In 2025, building high-quality, authoritative backlinks that truly move the needle comes down to earning trust through relevance, real relationships, and expert-driven content—not chasing volume or outdated link schemes.

What’s Working Now (Proven Techniques):

  1. Original Research & Data-Backed Content

We create unique data sets (e.g., campaign results, consumer behavior insights, local SEO performance trends) and package them as:

  • Blog posts
  • Infographics
  • Press releases

When properly pitched, these attract natural editorial backlinks from journalists, bloggers, and industry platforms. Tools like HARO, Featured, and SourceBottle still work well if you offer insights with credentials and results.

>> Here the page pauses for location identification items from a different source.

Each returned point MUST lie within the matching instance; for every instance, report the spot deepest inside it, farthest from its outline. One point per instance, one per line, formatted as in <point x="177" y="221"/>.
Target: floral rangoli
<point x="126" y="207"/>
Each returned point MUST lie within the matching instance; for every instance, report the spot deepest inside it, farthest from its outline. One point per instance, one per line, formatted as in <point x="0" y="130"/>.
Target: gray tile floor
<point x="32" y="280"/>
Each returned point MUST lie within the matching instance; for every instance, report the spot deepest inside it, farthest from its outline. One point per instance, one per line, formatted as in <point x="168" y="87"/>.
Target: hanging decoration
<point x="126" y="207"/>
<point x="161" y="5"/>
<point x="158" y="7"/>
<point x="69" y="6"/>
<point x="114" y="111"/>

  1. Strategic Guest Posting (Still Works—If Done Right)

We partner with industry-relevant blogs, not link farms. The focus is:

  • Providing value, not self-promotion
  • Writing from an expert point of view (e.g., a CMO breaking down actual campaign learnings)
  • Linking contextually to deep, helpful content—not homepages
  • Google still rewards EEAT (Experience, Expertise, Authoritativeness, Trustworthiness), and these guest posts strengthen that.

Local & Niche Partnerships

For location-based businesses, we prioritize:

  • Local media features
  • Co-branded content or interviews
  • Chamber of commerce and local association links

These are highly relevant and often overlooked by competitors.

  1. Digital PR Around Brand Actions

We’ve seen success with:

  • Mini product launches
  • Community involvement
  • Educational webinars or free tools

Then promoting them via press outreach and micro-influencer mentions to gain editorial and referral links.